They Called Me, Mrs. Jasmine: How Becoming a Teacher Healed Me
- The Ebony Quill

- Feb 17, 2025
- 2 min read
Verse of the day: Proverbs 22:6 "Train up a child in the way he should go; even when he is old he will not depart from it."

Becoming an educator taught me a great deal about life and ways to navigate this world. I've always felt that maybe God allowed me to teach, in order to show me that I was capable of more than I thought. In many ways, teaching saved my life. I was 19 when I became an assistant/floater, I'd recently left my fast food service job where I'd been, for lack of a better word "attacked" by a manager. This experience scared me in terms of how I viewed leadership, especially if they were a woman.

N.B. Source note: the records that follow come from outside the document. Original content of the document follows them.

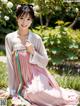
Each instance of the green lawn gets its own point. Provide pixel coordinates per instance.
(70, 81)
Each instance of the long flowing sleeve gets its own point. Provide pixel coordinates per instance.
(40, 55)
(11, 74)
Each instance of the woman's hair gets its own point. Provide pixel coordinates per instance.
(23, 9)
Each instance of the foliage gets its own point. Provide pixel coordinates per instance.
(3, 75)
(62, 44)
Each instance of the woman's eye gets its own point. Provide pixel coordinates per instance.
(28, 19)
(21, 18)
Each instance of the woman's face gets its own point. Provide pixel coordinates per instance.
(24, 22)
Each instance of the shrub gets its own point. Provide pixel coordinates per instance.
(62, 44)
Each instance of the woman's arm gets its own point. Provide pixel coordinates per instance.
(11, 74)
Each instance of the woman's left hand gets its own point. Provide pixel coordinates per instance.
(29, 47)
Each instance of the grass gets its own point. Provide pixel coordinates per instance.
(67, 80)
(70, 81)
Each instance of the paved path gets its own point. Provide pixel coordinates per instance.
(3, 59)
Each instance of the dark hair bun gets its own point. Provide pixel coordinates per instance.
(22, 9)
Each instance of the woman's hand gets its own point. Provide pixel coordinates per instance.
(29, 47)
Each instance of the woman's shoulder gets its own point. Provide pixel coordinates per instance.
(35, 36)
(11, 35)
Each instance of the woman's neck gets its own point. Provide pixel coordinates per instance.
(23, 33)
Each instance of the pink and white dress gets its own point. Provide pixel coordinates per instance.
(38, 87)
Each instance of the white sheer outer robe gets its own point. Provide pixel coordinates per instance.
(12, 43)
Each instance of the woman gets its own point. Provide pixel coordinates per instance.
(27, 60)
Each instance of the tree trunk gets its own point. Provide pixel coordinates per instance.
(75, 20)
(41, 20)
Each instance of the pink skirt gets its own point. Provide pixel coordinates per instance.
(38, 88)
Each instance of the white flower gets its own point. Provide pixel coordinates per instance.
(36, 8)
(9, 4)
(4, 1)
(6, 18)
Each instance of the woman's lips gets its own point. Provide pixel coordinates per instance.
(24, 25)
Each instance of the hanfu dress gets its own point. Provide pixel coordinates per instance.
(29, 77)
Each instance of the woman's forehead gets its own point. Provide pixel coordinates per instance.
(26, 15)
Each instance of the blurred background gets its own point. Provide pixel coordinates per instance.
(58, 23)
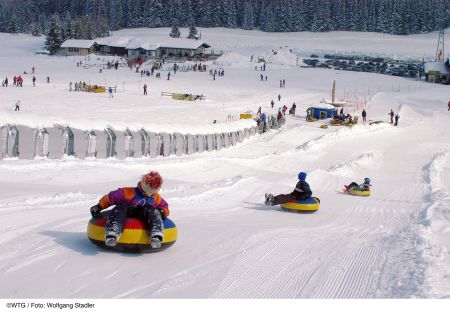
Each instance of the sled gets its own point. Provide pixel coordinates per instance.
(311, 204)
(356, 192)
(134, 238)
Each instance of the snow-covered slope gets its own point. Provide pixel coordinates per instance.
(390, 245)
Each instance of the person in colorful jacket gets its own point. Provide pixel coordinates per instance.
(302, 191)
(142, 201)
(360, 187)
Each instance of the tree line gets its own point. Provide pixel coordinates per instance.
(88, 19)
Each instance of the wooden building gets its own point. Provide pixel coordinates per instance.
(79, 47)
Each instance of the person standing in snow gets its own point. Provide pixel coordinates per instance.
(302, 191)
(364, 115)
(396, 119)
(18, 103)
(140, 201)
(259, 111)
(392, 116)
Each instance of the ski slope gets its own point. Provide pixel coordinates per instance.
(393, 244)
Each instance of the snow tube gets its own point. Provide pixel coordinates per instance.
(309, 205)
(134, 238)
(359, 192)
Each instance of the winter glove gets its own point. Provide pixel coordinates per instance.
(95, 211)
(163, 215)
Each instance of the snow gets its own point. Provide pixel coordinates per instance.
(78, 43)
(393, 244)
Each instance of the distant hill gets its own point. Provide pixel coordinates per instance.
(88, 19)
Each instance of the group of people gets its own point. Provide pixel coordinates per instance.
(302, 191)
(213, 73)
(78, 86)
(18, 81)
(144, 202)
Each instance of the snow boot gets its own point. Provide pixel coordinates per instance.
(269, 199)
(111, 240)
(155, 242)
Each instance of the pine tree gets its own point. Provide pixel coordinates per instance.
(175, 32)
(36, 30)
(248, 17)
(69, 29)
(13, 25)
(54, 39)
(192, 32)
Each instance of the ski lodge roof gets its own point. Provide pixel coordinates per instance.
(78, 43)
(131, 43)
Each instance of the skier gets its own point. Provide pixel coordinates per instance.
(360, 187)
(18, 103)
(364, 115)
(396, 119)
(259, 111)
(392, 116)
(302, 191)
(292, 110)
(142, 201)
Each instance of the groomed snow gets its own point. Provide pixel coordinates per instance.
(393, 244)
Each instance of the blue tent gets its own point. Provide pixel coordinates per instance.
(321, 113)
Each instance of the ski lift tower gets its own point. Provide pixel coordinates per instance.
(440, 50)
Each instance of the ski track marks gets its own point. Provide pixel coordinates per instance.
(293, 264)
(435, 219)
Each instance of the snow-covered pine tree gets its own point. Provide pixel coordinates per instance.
(248, 16)
(192, 32)
(115, 15)
(54, 39)
(151, 13)
(229, 14)
(175, 32)
(69, 28)
(13, 25)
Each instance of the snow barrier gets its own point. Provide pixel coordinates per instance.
(22, 142)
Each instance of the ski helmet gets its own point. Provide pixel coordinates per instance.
(151, 183)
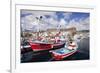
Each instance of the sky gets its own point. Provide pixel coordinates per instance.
(43, 20)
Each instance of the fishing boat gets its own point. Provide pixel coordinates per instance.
(41, 46)
(62, 53)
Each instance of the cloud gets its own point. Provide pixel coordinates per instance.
(29, 21)
(67, 15)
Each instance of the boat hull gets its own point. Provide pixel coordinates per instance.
(60, 56)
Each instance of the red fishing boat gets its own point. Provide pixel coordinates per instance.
(41, 46)
(62, 53)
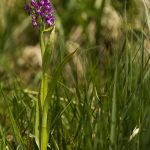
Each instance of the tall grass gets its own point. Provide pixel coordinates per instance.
(101, 100)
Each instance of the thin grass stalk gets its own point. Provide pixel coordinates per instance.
(114, 111)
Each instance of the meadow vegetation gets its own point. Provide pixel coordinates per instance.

I'd be trained and mentored for two years before I am given my first class as a lead.
I always refer to my first 4 years of teaching as my "golden years" I was good at what I did and everyone knew it. I felt good about being a teacher, I loved my students and their success was my own. I was known for my whimsical and fun loving nature, dressing up during special holidays, decorating my classroom every week to match our theme and providing enriching activities for my students each day, all with a smile and can-do attitude. I was young, excited and filled with a seemingly never ending supply of energy. It was one of the most beautiful chapters of my life. My students blossomed and thrived under my care and it was regarded highly by most who knew me and even those that didn't.
But just like all good things, it always comes to an end....
Burnout killed my love for teaching and a lack of genuine support made me vow that once I'd left, I'll never do it again.....It saddened me because I'd grown to care for it so much. I'd learned what it truly meant to be responsible for myself through my responsibility of others. I learned how to manage and promote peace in a classroom of 12-25 students between the ages of 2-5. I learned the importance and means of caring for myself in caring for the needs of others. The oddest thing of it all was just how familiar it all felt to me, as if just as my hands were meant to hold a paintbrush or a pen, they had also been made to hold and guide a small hand toward their own purpose as I'd been. It was a new pain for me....I've never had a passion die before.
Looking back on everything now, I believe maybe I did not want to be a teacher only because I felt I would not be very good at it.
I found my greatest joy and reached my lowest low in a classroom...and for both, I am thankful.
"For the love of life and the pursuit of the arts, stay prayerful and write on."